Smooth Paper-Backed e-Voting In Nevada
LVRyan writes "The AP via Yahoo is reporting on Nevada's new touchscreen voting machines that also leave a full paper trail. They were used in Tuesday's primaries with few problems. I had a chance to use the machine myself, and was happy with the clear verification the paper trail provides for the voter and in the case of a recount. No hanging chads here!"
Because of gambling. Nevada's got so many video gaming machines/slot machines that they're rather adept at investigating and regulating such machinery as a state.
Or so I'd imagine.
Basically, the knowledge required to run & regulate the gambling industries electronics honestly would be useful for voting machines.
Paper trail verifiable instantly by the voter? I'm all for it!
Alcohol, Tobacco and Firearms should be the name of a store, not a government agency.
Why isn't this on the front page of Slashdot instead of that Michael Moore article?
My definition would be roughly: "Any candidate can request a recount of the paper trail from any voting machines", which (assuming the candidates weren't forced to pay for the recount cost unless they requested a large fraction of machines to be recounted and didn't find any major discrepancies) would make it extremely hard to cheat the system.
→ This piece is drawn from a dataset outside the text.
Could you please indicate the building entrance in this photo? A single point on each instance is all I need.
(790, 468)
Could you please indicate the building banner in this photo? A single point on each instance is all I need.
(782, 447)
... requires county registrars to randomly select a small percentage of machines -- from 1 percent to 3 percent of a county's total -- and compare printed records with the vote totals taken from computers' memory cartridges after polls close." That's just as good, as long as that "random selection" is made either by a provably tamperproof random number generator (hard to do right) or by each the candidates submitting random numbers to be XORed (easy to do right).